When it became apparent that she would not be paid, Skelton filed suit.
Had the Democratic Party paid Skelton her due back in 1995, all they would have had to pull together would have been $55,000 for unpaid salary, expenses and a bonus for achieving those objectives established by the committee. In fact, in January 1997, then executive committee member Bill Guy, who appointed the ad hoc committee that fired Skelton, told the Clarion Ledger, “We’ll pay her every dime we owe her.”
Skelton hasn’t seen a dime, has never been offered a settlement, and after six years of attorneys’ fees, the Dems are now looking at a very pretty penny in a Hinds County jury trial.
That is, if the trial ever comes to the courtroom. Delay after delay, six years after filing suit, Alice Skelton was finally to have had her day in court this week. For nine months it has been scheduled to take place yesterday and conclude today. Last Friday, after months of waiting, the Mississippi Democratic Party filed a motion to open discovery. Judge Winston Kidd agreed and granted them sixty days of discovery. The next possible trial date is in July of 2003.
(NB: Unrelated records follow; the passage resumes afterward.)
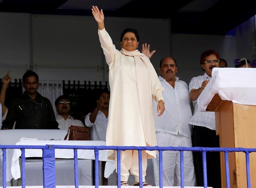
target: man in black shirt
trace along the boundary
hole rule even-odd
[[[2,129],[12,129],[16,121],[15,129],[58,129],[50,102],[36,91],[37,74],[28,70],[22,80],[25,91],[11,104]]]

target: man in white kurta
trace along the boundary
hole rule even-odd
[[[187,84],[175,76],[177,70],[176,61],[167,57],[160,62],[159,80],[164,91],[163,96],[165,110],[161,117],[154,112],[155,124],[157,145],[159,146],[191,147],[191,127],[188,124],[192,116],[189,106]],[[157,104],[154,102],[154,106]],[[155,109],[155,108],[154,108]],[[163,186],[180,186],[179,152],[163,153]],[[159,186],[159,156],[153,159],[156,186]],[[184,152],[185,186],[194,186],[195,176],[191,152]]]
[[[110,94],[104,92],[97,100],[97,106],[92,113],[85,116],[85,125],[91,128],[91,140],[106,141],[107,128],[109,122],[109,108]]]
[[[148,74],[151,74],[152,80],[150,86],[152,86],[154,93],[152,94],[151,91],[148,90],[142,91],[143,94],[139,93],[134,58],[124,55],[116,50],[105,29],[99,30],[98,33],[106,61],[109,66],[109,84],[111,92],[106,140],[107,145],[156,145],[151,96],[153,95],[157,101],[161,100],[162,98],[161,94],[163,90],[159,84],[155,69],[151,64],[146,65],[149,66],[147,67],[149,69]],[[125,53],[127,52],[124,49],[122,50]],[[135,53],[139,54],[137,50]],[[141,74],[143,74],[143,72]],[[147,85],[150,80],[148,79],[148,75],[146,75],[145,76],[146,82],[145,84]],[[147,95],[148,98],[148,95],[150,96],[150,100],[145,105],[141,105],[140,101],[141,98],[143,100],[143,94],[145,98]],[[141,107],[143,109],[141,109]],[[142,114],[142,112],[145,114]],[[145,120],[151,122],[151,123],[147,124],[146,122],[143,122],[142,116],[143,115],[147,116],[145,119],[147,119]],[[148,127],[146,128],[147,127]],[[133,156],[133,160],[136,160],[137,163],[137,155],[134,155],[132,151],[127,152],[129,154],[127,157],[123,155],[121,160],[127,161]],[[155,156],[154,151],[147,151],[147,152],[150,156]],[[115,157],[115,155],[112,156]],[[144,162],[146,163],[146,161]],[[146,166],[146,164],[144,164]],[[129,166],[135,166],[136,165],[130,164]],[[130,170],[131,169],[133,171],[132,167],[130,168]],[[143,168],[143,171],[145,172],[145,170]],[[123,177],[124,180],[127,181],[128,177],[129,174],[126,174],[125,177]],[[122,176],[121,178],[122,179]],[[135,177],[135,181],[139,181],[138,176],[137,178]]]
[[[58,123],[58,128],[62,130],[68,130],[69,127],[71,125],[85,126],[83,122],[79,120],[74,119],[69,115],[70,101],[67,97],[64,95],[59,96],[56,99],[55,104],[58,112],[56,121]]]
Apparently the Democrats believe they don’t have to pay their employee.
They claim that they never actually entered into contract with her. And even if they did, it wasn’t official. And even if it was, she was in breach of it. And even if she wasn’t, it prevents her from suing. The Democrats filed a counter-suit against Skelton demanding compensatory damages, attorneys’ fees and “Punitive damages in an amount sufficient to punish the counter-defendant for her egregious conduct and to deter her and other similarly situated from like conduct in the future.” [Note to self: never advise anyone to be executive director of Mississippi Democratic Party.]
Let’s review some of that egregious conduct. When the delegates from Mississippi left the 1996 Democratic National Convention in Chicago, they skipped town on their hotel bills. As executive director of the Mississippi Democratic Party, Skelton paid the bill of $5000, assuming the party would pay these expenses. She is still waiting.
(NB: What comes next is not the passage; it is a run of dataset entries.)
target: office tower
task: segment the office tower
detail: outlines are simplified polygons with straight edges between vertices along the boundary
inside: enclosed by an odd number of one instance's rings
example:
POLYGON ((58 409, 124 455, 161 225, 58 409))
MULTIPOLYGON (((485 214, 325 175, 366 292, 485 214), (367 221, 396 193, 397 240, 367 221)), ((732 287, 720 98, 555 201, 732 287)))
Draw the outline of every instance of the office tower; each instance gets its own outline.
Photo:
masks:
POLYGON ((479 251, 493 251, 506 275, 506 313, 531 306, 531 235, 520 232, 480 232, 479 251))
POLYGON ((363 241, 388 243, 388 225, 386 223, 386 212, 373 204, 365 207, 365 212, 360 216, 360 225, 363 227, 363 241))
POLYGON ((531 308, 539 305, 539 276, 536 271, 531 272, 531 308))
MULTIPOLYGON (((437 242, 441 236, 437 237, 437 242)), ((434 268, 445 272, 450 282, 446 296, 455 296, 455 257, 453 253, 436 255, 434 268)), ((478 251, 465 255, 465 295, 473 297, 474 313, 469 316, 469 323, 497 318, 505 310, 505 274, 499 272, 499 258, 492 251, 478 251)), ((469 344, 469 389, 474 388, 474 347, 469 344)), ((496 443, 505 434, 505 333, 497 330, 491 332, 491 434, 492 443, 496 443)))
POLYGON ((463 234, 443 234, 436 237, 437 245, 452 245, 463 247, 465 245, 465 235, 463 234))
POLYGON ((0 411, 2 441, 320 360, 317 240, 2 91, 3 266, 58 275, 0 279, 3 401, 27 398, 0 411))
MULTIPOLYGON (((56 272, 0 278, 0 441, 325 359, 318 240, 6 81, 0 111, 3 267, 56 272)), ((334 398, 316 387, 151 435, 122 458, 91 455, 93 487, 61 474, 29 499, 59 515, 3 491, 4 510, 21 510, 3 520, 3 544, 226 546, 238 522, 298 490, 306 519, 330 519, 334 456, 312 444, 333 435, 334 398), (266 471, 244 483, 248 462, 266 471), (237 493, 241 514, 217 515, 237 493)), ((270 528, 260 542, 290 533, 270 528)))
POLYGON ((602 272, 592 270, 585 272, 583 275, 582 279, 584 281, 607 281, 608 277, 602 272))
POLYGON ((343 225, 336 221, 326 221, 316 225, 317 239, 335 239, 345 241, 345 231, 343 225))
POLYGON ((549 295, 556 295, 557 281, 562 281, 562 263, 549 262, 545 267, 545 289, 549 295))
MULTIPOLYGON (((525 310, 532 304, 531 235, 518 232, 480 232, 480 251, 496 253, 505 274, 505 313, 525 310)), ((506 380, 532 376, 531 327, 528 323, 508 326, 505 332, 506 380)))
Skelton helped the Democrats elect State Senator Ronnie Musgrove to be Lieutenant Governor, beating the Republican incumbent Eddie Briggs.
Musgrove will likely be engaged in a reelection campaign for governor before Skelton has her day in court. The Democrats will be running their 2003 statewide campaigns while they still haven’t paid Skelton for her work in 1995 campaigns.
Is this the party of organized labor? WorldCom should take a lesson, don’t hide debt to boost your bottom line, just don’t pay your employees. In Mississippi courts, you may never have to, if you are politically connected.
Brian Perry is a columnist for the Madison County Journal and Editor of MagnoliaReport.com.
Reader Comments
Posted: Monday, December 09, 2002
Article comment by:
Rudy Johnson
The comment posted by Sue Livingston states that the court will know the "truths" of this case when it gets the case. Mrs. Livingston is assuming that the Dems will allow the court to get the case. The Dems are only delaying this case because they know they are in the wrong and they do not want to pay up. So much for the party of the "working people".
Posted: Sunday, September 29, 2002
Article comment by:
sue livingston
Mr.Perry,you do not have all the truths in this issue.Ms DEmocrats are right on their truths the court shall know it when they see it.